Diagnosis: 1. Check for application changes (new feature, marketing campaign) 2. Review request patterns in logs 3. Identify if specific feature causing issue
Solution: – Temporarily increase limits during high-traffic events – Whitelist known-good IPs – Optimize application to reduce request volume
Distributed Attacks
Symptom: Attack from many different IPs, rate limiting per-IP not effective.
Diagnosis: 1. Review security logs for attack pattern 2. Note geographic distribution 3. Check user agent patterns 4. Identify attack type (login, API, etc.)

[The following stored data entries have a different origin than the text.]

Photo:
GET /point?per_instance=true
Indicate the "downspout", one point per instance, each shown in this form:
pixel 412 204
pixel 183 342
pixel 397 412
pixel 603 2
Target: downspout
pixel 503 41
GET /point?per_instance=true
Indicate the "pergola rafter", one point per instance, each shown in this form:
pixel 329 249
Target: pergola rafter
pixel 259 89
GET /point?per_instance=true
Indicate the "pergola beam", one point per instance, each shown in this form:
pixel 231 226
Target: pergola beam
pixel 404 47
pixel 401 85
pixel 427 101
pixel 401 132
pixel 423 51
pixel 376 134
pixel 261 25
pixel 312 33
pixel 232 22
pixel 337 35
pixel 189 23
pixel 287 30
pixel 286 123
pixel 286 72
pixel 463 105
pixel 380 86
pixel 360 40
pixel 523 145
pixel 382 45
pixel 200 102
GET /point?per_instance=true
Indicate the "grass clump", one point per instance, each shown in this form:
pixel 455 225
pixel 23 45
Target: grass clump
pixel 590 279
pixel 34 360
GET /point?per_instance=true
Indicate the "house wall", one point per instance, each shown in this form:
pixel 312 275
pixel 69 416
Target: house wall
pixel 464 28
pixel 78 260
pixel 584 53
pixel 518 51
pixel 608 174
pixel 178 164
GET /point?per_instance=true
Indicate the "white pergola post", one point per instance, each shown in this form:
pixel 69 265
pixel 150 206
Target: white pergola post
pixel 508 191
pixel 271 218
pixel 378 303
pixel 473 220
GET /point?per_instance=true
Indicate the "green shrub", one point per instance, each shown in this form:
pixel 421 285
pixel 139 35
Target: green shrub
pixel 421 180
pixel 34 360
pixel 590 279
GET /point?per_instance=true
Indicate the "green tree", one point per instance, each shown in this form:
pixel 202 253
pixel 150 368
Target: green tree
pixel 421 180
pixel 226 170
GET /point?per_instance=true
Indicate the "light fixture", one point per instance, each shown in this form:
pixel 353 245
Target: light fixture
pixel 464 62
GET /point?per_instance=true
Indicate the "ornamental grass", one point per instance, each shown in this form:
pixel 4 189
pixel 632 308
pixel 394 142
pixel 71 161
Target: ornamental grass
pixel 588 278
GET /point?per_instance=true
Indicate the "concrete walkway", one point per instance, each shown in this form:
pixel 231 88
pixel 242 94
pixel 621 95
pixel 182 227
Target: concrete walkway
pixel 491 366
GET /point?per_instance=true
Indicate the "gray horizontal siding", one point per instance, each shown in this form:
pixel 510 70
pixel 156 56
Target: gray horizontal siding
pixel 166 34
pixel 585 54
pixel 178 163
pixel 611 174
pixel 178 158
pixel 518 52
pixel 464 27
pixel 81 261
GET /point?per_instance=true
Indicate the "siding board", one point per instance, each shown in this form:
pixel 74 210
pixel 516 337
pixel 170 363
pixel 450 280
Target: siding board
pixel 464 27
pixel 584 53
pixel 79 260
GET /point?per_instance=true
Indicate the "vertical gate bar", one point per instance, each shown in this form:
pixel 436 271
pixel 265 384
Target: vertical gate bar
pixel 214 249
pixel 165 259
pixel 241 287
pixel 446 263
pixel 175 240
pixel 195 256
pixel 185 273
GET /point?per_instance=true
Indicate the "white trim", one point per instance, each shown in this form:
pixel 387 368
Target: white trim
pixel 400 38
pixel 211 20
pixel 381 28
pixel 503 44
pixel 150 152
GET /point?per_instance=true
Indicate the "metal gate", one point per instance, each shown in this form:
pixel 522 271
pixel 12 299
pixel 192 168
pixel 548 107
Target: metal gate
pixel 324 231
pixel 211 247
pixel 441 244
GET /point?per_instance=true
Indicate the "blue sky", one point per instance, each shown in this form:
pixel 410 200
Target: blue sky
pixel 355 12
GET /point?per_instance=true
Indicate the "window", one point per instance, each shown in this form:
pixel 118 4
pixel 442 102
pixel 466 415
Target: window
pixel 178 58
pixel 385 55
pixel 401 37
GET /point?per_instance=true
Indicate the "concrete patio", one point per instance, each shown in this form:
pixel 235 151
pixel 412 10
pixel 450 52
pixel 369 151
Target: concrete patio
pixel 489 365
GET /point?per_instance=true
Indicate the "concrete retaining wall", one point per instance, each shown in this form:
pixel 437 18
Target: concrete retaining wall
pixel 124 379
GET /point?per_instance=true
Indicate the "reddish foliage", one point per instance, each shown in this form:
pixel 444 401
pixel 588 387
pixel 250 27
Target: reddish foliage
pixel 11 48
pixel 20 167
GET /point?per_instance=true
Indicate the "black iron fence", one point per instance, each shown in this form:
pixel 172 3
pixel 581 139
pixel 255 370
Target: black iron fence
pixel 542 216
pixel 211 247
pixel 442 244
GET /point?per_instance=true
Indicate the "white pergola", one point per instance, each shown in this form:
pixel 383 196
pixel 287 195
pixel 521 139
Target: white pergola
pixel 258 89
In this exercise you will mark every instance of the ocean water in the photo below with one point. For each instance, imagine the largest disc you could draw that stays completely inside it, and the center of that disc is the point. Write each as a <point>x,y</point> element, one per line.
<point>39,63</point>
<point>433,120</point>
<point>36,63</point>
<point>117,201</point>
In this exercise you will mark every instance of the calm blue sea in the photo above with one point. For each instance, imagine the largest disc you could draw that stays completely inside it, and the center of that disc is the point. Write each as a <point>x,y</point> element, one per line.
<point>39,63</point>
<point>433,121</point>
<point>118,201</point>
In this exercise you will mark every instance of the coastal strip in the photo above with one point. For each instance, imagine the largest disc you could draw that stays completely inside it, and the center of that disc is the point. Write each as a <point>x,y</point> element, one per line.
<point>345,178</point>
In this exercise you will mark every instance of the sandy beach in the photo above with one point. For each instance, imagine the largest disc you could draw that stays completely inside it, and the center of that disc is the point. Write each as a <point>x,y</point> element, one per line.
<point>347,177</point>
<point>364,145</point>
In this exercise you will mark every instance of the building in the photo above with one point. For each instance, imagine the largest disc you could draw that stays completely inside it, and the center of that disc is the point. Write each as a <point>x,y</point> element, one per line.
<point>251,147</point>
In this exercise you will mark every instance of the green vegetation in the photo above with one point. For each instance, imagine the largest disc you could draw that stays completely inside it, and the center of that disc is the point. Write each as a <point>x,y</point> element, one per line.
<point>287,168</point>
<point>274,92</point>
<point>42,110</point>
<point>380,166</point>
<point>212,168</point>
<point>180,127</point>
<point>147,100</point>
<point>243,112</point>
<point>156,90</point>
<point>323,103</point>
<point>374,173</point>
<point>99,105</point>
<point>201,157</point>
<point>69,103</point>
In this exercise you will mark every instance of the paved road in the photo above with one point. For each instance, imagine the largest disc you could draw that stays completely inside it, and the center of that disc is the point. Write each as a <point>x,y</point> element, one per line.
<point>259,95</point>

Solution: – Enable geographic blocking for attack source countries – Enable bot protection if automated – Lower rate limits aggressively – Consider temporary site-wide restrictions
Best Practices
Start Conservative: Begin with lower limits, increase if needed. Easier to increase than decrease.
Monitor Actively: Watch logs for first 48 hours after enabling rate limiting.
Document Changes: Record limits, rationale, and any adjustments made.
Test Thoroughly: Verify legitimate workflows still function correctly.
Use Appropriate Response: 403 for visibility, Drop for aggressive blocking.
Layer Protections: Combine rate limiting with geographic blocking, bot protection, and IP whitelisting.
Review Regularly: Quarterly review of rate limits and effectiveness.
Plan for Events: Increase limits temporarily during marketing campaigns or known high-traffic periods.
Rate limiting is effective against automated abuse while minimizing impact on legitimate users when properly configured and monitored.